Opening a brewery and its U.S. headquarters in Canal Winchester earlier this year was only a start for BrewDog.
The Scotland-based craft beer maker began distributing beer this summer and closed its first round of U.S. crowdfunding after raising $7 million.
Up next is the groundbreaking in October for a hotel next to the Canal Winchester brewery, followed in December by the opening of its first U.S. bar in the Short North. In spring 2018, the company is scheduled to open a brewpub in Franklinton.
"It's like jumping onto an already moving ship," said Tanisha Robinson, CEO of BrewDog's U.S. operation, who joined the company about three months ago.
Robinson, the founder of Print Syndicate and Ticket Fire -- she goes by T -- thrives on fast-moving, high-growth corporate cultures.
In fact, she was first hired by BrewDog as a "growth guru" before being quickly promoted to CEO.
She is wasting no time in promoting growth.
After opening bars in central Ohio and expanding retail distribution to neighboring states in the next four to six months, BrewDog will open bars in Cincinnati and Cleveland.
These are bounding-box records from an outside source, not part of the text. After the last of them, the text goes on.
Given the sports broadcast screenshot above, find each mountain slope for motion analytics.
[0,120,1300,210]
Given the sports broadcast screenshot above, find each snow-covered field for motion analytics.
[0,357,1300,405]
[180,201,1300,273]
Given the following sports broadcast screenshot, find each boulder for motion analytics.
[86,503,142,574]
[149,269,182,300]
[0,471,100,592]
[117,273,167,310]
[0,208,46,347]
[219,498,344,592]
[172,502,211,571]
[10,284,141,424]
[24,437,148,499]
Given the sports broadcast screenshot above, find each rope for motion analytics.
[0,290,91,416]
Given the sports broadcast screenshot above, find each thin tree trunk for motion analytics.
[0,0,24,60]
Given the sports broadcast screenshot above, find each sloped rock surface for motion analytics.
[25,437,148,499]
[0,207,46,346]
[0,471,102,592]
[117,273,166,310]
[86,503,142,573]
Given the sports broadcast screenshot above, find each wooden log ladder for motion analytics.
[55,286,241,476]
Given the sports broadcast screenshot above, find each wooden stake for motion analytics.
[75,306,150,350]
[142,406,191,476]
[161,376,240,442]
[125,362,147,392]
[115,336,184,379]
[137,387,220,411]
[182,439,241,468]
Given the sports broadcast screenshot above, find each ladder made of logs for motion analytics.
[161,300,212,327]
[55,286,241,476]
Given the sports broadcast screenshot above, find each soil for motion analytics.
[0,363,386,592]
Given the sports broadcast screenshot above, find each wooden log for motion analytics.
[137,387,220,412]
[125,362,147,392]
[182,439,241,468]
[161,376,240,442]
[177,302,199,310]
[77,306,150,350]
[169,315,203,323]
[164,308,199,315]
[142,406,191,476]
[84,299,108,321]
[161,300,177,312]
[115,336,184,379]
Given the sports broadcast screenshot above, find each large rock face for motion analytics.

"We are scouting locations right now," Robinson said of Cincinnati, pointing to the popular Over the Rhine neighborhood or the riverfront as possibilities.
BrewDog then will make its way to neighboring states, such as Indiana, Michigan and Pennsylvania.
Although BrewDog tends toward the irreverent and often goes its own way, the expansion plan is classic, said Bob Welcher, president of Restaurant Consultants Inc.
"That's kind of a normal expansion. It makes use of available resources. You don't have to fly from coast to coast. It's easier to control and build staff," he said. "That's pretty smart."
It also helps to build on a base of brand recognition, something Robinson knows that BrewDog needs here, unlike in Britain where it is the top craft beer brand.
"We have a long way to go with awareness and to differentiate ourselves," she said, "but we have a big opportunity and we have massive ambition."
BrewDog also has a lot of competition -- and trend lines are not moving in its favor.
Growth of craft beer sales has slowed in recent years as big beer companies such as AB InBev have bought craft breweries and thousands of new breweries have opened. There are more than three dozen craft breweries in central Ohio and close to 200 across the state.
There is still room to grow in the industry, Welcher said, but BrewDog may have to take market share, or at least shelf space, from other breweries as it muscles into new markets.
"It reminds me of the bagel-shop wars when it felt like there was one on every corner," Welcher said. "There is a lot of competition (in craft beer and bars), and it is not an easy business."
Robinson said that when entering new markets, distribution will come first, then BrewDog will open bars.
Another project slated to kick off in the U.S. later this year is a second round of crowdfunding that BrewDog calls Equity for Punks. Robinson figures that if the first round raised $7 million with no BrewDog beer or bars in the market and negligible marketing, this round should be much more lucrative.
She can point to BrewDog's meteoric rise from a garage in Scotland 10 years ago to the sale valued at $1 billion of roughly 20 percent of the company to a private equity group earlier this year.
"We think we can triple what we did," she said of crowdfunding. "We've learned a lot."